近期披露的李勇受贿案显示,跨境经营一旦叠加代理机制、佣金结算等环节的制度缝隙,极易滋生权钱交易并向境外延伸。
李勇长期分管境外项目,在海外技术服务等业务中与个别代理商形成利益同盟,通过对明显偏高的代理佣金“睁一只眼闭一只眼”,换取个人非法利益。
案件暴露出以“佣金”为通道的腐败变异形态,也反映出“围猎”与被“围猎”相互作用下的风险传导。

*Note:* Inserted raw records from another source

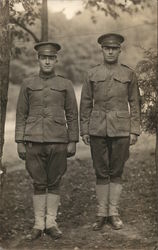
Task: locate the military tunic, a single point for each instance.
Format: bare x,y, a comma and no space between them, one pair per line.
109,113
46,121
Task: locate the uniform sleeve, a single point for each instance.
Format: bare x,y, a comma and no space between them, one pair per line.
134,103
86,106
21,114
71,112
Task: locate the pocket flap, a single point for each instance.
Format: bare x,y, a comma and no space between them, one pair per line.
31,119
95,114
123,114
35,88
60,120
122,79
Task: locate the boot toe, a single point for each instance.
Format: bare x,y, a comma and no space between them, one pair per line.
54,232
99,223
35,234
116,222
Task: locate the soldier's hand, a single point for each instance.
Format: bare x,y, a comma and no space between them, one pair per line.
86,139
133,139
21,150
71,149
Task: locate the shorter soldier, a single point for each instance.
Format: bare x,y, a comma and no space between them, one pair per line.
110,122
46,134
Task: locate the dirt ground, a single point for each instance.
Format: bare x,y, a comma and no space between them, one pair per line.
78,206
138,205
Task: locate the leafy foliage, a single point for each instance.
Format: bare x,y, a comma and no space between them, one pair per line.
21,22
113,7
147,79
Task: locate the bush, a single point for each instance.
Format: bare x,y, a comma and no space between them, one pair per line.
148,84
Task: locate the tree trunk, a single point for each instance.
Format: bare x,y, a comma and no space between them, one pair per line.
44,21
4,68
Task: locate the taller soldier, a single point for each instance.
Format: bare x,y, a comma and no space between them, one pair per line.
110,122
46,133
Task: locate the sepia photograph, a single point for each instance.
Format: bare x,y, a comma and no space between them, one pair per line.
78,125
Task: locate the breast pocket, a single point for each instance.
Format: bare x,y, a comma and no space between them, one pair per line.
98,88
120,85
123,121
35,94
57,94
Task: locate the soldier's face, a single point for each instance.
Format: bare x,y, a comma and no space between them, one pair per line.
111,54
47,63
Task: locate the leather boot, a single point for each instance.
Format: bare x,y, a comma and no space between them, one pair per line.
114,197
116,222
39,204
54,232
52,208
102,192
35,234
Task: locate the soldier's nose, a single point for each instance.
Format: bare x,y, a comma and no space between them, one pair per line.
110,50
47,60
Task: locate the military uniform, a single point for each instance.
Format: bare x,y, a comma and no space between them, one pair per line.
109,113
46,121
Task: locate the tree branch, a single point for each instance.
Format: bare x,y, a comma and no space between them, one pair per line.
14,21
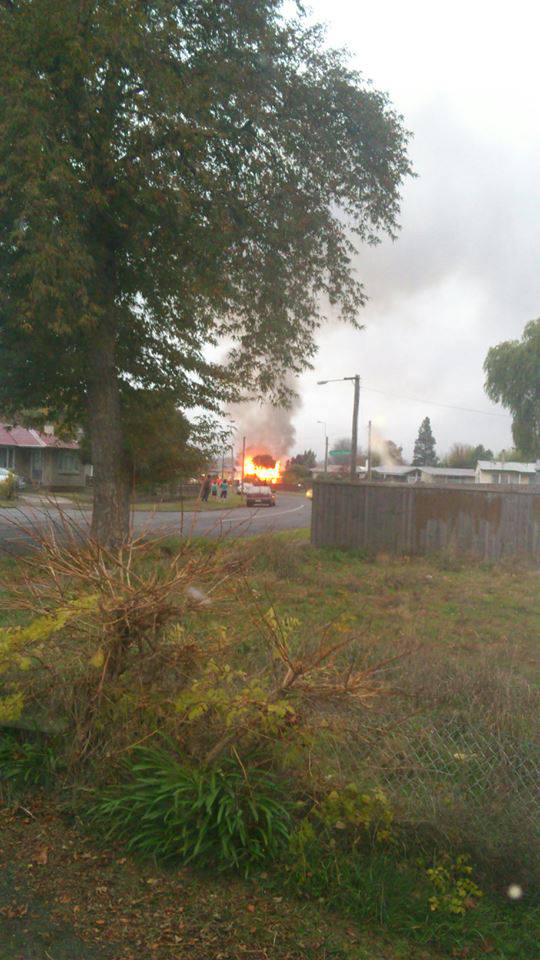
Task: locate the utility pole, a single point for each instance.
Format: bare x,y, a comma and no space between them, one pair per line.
323,424
354,442
356,404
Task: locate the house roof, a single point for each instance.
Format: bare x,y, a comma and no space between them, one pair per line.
507,466
449,471
15,436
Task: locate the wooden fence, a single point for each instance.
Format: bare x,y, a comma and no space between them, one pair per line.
485,521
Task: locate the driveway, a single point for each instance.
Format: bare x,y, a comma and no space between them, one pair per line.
291,512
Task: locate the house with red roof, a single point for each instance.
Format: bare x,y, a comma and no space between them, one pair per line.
41,458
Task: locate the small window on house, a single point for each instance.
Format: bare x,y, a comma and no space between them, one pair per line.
68,462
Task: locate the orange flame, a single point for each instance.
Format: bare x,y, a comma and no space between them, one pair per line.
268,474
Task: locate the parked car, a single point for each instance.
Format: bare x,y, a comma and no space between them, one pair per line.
4,474
259,493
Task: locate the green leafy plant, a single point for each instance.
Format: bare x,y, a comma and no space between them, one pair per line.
357,814
223,816
455,890
27,763
8,487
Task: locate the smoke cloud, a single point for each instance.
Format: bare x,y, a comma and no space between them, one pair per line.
267,429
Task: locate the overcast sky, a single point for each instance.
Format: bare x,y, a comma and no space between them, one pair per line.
464,273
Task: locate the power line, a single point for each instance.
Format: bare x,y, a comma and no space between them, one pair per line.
437,403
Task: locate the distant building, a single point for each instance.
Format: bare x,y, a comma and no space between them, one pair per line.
509,471
447,475
400,473
41,458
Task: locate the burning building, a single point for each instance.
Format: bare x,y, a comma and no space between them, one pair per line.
262,467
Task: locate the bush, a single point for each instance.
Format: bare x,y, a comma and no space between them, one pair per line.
27,763
221,817
8,487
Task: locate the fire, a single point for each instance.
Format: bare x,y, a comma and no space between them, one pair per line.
253,467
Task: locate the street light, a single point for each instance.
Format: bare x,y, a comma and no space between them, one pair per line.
356,404
323,424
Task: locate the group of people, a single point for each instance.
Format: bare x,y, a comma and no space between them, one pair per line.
215,487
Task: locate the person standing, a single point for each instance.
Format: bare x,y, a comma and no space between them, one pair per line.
205,489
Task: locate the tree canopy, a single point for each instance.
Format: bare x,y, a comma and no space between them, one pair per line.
174,173
424,454
513,378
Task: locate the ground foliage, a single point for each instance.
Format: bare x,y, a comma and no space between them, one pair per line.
243,671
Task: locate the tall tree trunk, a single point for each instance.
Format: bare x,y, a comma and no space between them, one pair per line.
112,480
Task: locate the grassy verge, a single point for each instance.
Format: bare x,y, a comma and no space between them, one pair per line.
232,502
191,505
65,897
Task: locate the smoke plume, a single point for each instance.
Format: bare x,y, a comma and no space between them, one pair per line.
267,429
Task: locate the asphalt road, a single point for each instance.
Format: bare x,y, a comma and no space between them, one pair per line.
291,512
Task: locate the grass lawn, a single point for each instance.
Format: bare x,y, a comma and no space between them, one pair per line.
192,505
461,641
63,896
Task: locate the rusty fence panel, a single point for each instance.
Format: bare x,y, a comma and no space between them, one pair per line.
478,521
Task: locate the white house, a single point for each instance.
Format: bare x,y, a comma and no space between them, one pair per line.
509,471
447,475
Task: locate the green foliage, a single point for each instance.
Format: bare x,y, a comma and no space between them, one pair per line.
29,763
382,888
513,378
229,817
358,814
8,487
424,454
158,196
455,890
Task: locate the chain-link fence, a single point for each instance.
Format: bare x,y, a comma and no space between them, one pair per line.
451,762
477,787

问题层面,突出表现为三类:一是境外项目代理费用缺乏合理性约束,超高佣金长期存在,偏离市场规律;二是关键岗位权力集中、审批链条不透明,个人意志对合同执行与续签影响过大;三是腐败关系呈现“互相牵制”的畸形结构——受贿者一旦接受利益输送,反被不法代理商以告发相要挟,形成“被拿捏”的被动局面,进一步侵蚀企业治理底线。
案件中,相关代理合同在当事人离任后才得以终止,说明问题具有较强的隐蔽性与持续性。
原因层面,既有个人层面的纪法观念滑坡,也有机制层面的风险叠加。
一方面,少数领导干部把手中权力异化为谋私工具,对“境外业务看不见、查不着”的错误侥幸心理产生依赖,认为资金、合同、结算在境外更便于掩饰,进而在利益诱惑前失守。
另一方面,跨境项目往往链条长、主体多、信息不对称强,代理商选择、佣金比例、服务内容真实性等关键点若缺少统一标准与穿透式审查,极易被“专业包装”所利用。
此外,个别单位在境外合规体系建设上存在短板,对高风险岗位轮岗、离任审计、合同后评估等制度执行不严,导致问题在较长时间内未被及时纠治。
影响层面,此类案件危害具有多重外溢效应。
对企业而言,不合理佣金抬高经营成本,挤压研发与生产投入,削弱海外竞争力;对国有资产而言,权力寻租直接侵蚀国有权益,造成资源配置扭曲;对国家形象与对外合作环境而言,跨境腐败一旦形成链条,容易引发合规风险与法律风险,影响我国企业“走出去”的信誉与合作可持续性。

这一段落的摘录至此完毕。